The world has changed, the World Cup has changed and the already drawn-out Champions League is about to get even more protracted, the group stages extending into January which is prime FA Cup time when the third and fourth rounds are played. But Uefa, and Fifa, don’t care about domestic cups, want them reduced to one per country and for top-flight leagues to be cut to 18 teams. France have already complied.

So money trumps history – what a complete non-surprise. Consider this, though: if there had been no replays in 1972 then Newcastle United, the home team, might have sorted themselves out against Hereford United in extra-time through their superior technique and fitness. Thus, one of the oldest football competition’s biggest shocks, arguably its best-ever goal, the moment which absolutely screams “History!” and definitely the greatest replay would never have happened.

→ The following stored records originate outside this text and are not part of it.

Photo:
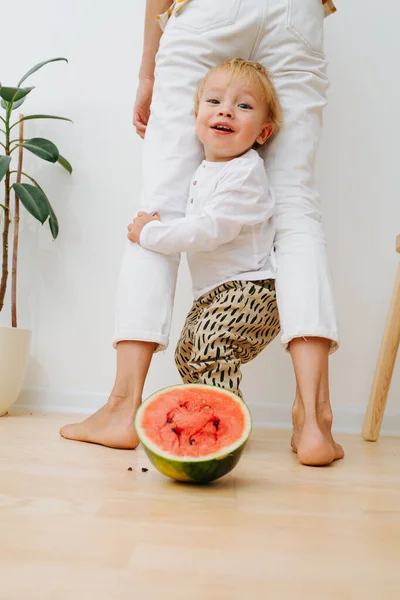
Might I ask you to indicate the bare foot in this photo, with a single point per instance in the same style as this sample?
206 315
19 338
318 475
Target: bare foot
312 438
112 425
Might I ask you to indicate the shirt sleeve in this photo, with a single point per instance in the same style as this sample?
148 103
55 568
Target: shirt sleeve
241 199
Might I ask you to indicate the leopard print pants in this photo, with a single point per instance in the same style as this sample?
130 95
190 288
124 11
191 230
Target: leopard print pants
224 329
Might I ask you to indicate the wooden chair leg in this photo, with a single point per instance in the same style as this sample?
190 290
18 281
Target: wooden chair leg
384 368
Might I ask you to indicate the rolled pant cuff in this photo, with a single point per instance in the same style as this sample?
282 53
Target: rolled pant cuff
141 336
324 333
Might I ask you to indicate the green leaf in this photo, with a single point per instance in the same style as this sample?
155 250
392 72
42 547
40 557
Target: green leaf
29 117
64 163
53 223
14 94
15 104
35 201
4 164
42 148
31 179
39 66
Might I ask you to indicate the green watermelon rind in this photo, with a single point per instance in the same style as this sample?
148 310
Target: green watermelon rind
195 469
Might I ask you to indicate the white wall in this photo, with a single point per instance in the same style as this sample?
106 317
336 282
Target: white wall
67 287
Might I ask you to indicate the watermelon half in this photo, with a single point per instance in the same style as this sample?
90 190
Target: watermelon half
193 432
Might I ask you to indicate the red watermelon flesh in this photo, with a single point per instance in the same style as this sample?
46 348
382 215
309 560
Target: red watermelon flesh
185 424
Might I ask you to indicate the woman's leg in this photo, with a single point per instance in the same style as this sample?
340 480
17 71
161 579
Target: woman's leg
171 153
312 414
291 47
112 425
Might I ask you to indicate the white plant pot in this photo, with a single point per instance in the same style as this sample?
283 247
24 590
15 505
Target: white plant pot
14 352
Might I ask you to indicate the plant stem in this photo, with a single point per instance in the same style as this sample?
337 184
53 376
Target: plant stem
16 232
7 221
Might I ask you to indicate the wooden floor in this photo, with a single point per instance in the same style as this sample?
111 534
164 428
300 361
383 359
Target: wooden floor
75 523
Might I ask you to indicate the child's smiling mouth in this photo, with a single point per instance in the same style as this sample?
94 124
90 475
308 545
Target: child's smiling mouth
222 128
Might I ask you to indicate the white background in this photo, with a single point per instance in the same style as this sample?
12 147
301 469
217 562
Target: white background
66 288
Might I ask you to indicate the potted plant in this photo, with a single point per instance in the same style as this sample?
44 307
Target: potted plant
14 341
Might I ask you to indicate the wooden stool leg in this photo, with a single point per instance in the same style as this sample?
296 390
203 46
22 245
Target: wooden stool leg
384 368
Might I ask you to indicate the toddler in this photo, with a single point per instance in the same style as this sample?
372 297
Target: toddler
228 231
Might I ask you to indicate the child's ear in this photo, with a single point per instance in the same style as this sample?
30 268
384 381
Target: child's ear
266 132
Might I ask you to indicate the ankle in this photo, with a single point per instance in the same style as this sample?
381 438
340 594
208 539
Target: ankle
123 401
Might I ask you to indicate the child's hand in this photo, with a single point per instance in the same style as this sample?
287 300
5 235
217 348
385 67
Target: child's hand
135 228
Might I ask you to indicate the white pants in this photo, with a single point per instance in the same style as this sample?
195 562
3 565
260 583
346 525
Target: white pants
286 36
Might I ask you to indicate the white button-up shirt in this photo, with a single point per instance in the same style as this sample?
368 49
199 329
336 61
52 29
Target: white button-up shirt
228 230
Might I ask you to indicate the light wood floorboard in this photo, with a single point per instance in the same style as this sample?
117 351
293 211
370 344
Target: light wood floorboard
76 524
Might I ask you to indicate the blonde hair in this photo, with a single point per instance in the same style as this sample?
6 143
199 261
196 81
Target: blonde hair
253 72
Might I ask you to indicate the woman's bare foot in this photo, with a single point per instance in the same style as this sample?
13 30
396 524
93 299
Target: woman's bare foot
312 414
112 425
312 438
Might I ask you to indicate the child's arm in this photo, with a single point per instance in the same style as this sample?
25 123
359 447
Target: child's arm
238 201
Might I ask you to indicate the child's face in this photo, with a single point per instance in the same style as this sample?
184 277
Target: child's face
232 117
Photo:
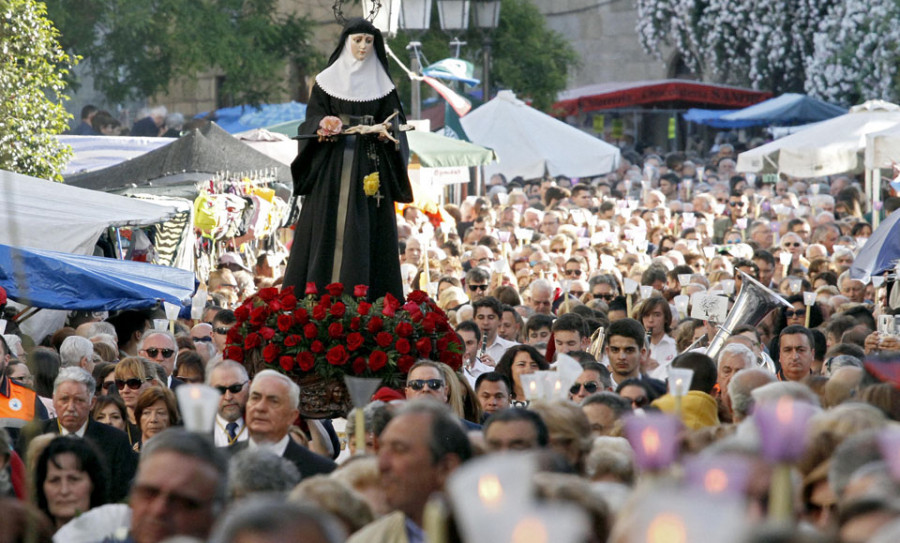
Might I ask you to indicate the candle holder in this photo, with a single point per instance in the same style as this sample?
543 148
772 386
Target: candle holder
654 439
198 405
681 305
532 384
782 434
360 389
679 384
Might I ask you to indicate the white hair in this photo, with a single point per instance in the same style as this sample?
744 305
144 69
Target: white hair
78 375
742 351
293 388
73 349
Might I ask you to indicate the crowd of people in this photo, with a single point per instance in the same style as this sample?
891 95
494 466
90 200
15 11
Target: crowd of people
535 275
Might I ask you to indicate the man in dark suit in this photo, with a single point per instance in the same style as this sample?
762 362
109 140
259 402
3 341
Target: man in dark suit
73 396
271 410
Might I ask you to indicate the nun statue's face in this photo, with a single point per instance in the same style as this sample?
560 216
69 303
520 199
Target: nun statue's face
361 45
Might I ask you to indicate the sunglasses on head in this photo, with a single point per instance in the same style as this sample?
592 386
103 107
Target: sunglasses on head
419 384
133 384
153 352
234 389
590 387
640 402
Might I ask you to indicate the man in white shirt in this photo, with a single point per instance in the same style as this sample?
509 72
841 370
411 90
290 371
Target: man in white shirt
272 408
656 316
488 312
230 378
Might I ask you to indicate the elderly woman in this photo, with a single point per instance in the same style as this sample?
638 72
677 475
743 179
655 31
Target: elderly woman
133 376
70 478
156 410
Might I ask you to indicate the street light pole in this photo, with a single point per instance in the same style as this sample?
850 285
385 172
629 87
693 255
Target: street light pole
416 85
487 18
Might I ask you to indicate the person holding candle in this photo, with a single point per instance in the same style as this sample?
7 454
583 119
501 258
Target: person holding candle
155 411
418 451
272 408
698 407
626 348
73 395
517 361
795 353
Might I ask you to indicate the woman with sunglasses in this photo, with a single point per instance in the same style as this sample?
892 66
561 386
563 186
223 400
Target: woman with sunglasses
110 410
133 375
517 361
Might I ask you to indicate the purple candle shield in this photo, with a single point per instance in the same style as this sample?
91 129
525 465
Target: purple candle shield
654 438
782 428
718 475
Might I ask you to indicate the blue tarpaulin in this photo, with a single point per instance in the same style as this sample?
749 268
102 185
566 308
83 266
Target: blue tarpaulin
786 110
242 118
713 118
881 251
54 280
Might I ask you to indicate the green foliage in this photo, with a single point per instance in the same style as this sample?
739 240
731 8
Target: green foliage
527 57
32 68
136 48
530 58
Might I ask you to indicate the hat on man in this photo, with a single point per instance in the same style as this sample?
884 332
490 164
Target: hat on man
232 259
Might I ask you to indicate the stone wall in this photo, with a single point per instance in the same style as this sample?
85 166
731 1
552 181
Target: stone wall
603 33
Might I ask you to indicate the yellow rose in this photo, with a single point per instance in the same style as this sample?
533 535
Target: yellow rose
371 183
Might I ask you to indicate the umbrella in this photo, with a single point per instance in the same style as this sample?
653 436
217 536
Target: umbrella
246 117
826 148
54 280
531 144
787 109
436 151
189 160
881 250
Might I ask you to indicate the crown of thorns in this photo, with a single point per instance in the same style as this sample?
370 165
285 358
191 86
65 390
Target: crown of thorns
338 9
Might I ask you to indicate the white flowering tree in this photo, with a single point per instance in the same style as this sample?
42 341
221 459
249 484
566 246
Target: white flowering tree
856 53
763 44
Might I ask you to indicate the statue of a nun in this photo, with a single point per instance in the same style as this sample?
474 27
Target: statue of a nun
347 230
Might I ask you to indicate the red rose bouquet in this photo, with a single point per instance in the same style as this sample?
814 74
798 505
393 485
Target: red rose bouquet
334 334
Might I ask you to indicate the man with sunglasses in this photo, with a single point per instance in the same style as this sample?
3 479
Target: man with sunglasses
477 283
736 208
73 397
594 378
230 379
160 347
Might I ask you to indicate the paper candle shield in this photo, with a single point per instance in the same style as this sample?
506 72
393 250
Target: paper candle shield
654 440
680 381
533 385
489 493
198 405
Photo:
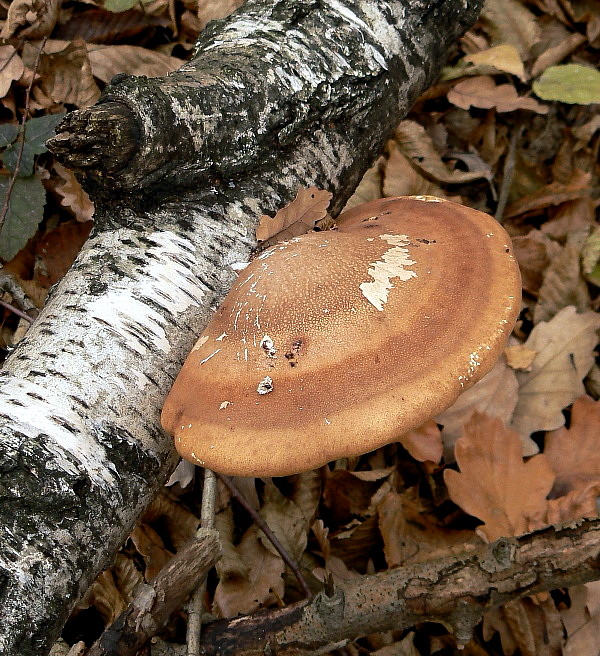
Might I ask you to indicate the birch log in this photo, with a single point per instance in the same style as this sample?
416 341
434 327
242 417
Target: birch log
283 94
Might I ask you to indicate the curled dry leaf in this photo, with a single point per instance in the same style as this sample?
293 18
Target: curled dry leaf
534 252
573 452
565 354
30 19
66 77
551 195
495 394
261 586
563 281
482 92
494 484
73 195
519 357
11 68
296 218
417 145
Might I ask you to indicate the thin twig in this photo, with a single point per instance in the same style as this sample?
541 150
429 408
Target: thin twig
21 137
260 522
509 170
196 602
16 311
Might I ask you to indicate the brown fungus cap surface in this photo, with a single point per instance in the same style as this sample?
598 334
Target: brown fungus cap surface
335 343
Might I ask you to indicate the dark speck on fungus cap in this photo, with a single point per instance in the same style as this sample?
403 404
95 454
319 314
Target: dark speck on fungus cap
335 343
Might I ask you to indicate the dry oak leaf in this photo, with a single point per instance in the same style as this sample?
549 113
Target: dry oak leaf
519 357
494 484
32 19
565 354
11 68
296 218
510 22
262 585
73 195
582 621
563 281
416 144
495 394
401 178
574 452
482 92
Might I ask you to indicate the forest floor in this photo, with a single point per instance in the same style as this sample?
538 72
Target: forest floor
511 128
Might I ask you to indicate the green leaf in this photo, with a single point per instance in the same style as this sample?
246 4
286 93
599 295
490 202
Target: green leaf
8 133
37 132
569 83
25 211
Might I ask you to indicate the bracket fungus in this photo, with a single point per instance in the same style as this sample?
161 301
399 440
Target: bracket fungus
334 343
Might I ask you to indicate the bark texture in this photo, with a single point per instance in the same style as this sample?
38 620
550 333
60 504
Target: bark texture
283 94
453 591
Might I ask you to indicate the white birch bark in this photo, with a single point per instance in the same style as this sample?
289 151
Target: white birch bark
81 448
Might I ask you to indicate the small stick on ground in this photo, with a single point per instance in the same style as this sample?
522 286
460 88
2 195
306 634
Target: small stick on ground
260 522
196 602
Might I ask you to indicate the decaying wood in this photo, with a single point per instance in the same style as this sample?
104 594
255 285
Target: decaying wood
154 602
454 591
284 94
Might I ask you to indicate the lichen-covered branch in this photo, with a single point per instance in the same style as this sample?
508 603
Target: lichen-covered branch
191 162
454 591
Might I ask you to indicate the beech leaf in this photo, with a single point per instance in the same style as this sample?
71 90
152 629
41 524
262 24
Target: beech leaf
417 145
296 218
481 91
569 83
262 585
494 484
25 211
565 354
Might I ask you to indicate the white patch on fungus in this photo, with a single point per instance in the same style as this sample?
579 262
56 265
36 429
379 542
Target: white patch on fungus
391 265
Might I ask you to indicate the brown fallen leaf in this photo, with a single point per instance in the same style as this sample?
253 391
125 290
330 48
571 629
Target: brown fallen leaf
494 484
261 586
481 91
30 19
553 194
509 21
573 452
495 395
66 76
564 283
11 68
400 178
534 252
296 218
519 357
424 443
565 354
73 195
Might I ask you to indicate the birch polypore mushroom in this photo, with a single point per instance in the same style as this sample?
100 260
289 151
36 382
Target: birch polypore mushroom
335 343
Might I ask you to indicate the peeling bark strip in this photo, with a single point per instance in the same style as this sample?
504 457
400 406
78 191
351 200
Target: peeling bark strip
260 80
454 591
285 94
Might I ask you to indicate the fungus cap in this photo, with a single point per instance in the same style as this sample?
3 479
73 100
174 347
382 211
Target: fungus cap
334 343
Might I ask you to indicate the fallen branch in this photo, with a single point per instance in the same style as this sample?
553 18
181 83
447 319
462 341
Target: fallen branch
454 591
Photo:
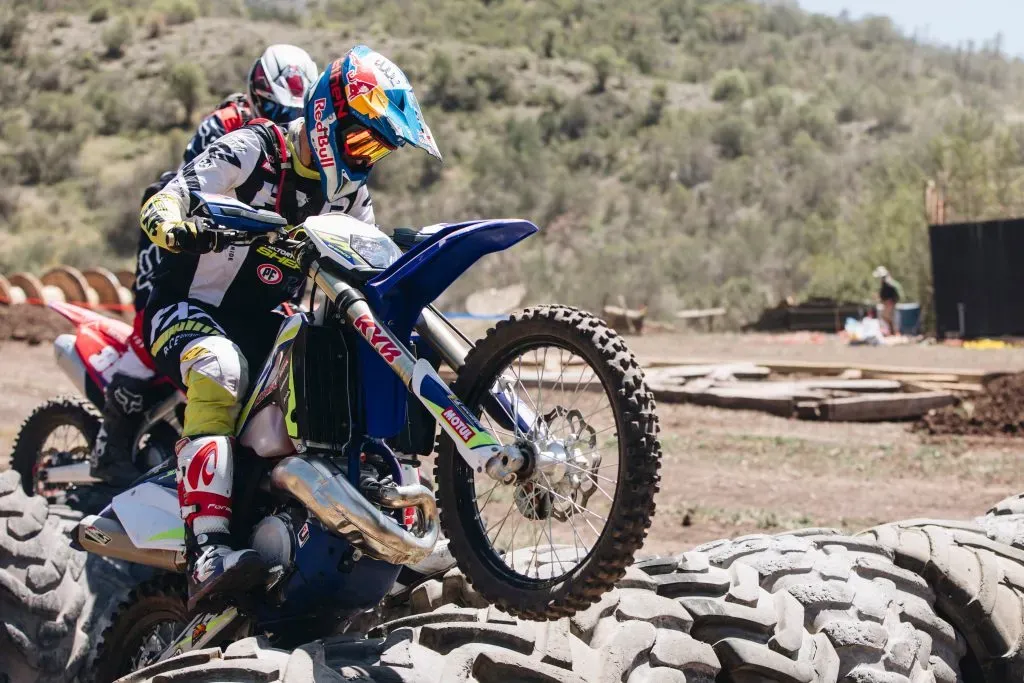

A back-page headline on Friday read: “FA Cup war.” Good, I thought to myself, perhaps all the English clubs who don’t now view the competition as an inconvenience are joining forces to fight the cancelling of replays. Maybe that gluepot Hereford pitch should be the battlefield with everyone kitted out in parkas. But really, what chance would such resistance have? What the mega-elite want, they usually get. Not the European Super League, granted, but isn’t the engorged Champions League simply a version of that, sneaked through the back door?

Scotland gave up its replays without a whimper. The last replayed Scottish Cup final was way back in 1981. Two years before was the last twice-replayed final and I witnessed every one of its 330 minutes, ending in own-goal heartache for my team. Hibs fans were well-trained for such an outcome against Rangers; indeed well-trained for a tie in three gripping instalments following a fifth-round marathon with Motherwell in 1976. I was fed up of the sight of Willie Pettigrew after that; in fact, fed up of the sight of some Hibees, beaten again. Epic ties could seem like work. As the Knoxian mantra had it: “Work, amen, and mair work.” But I miss them.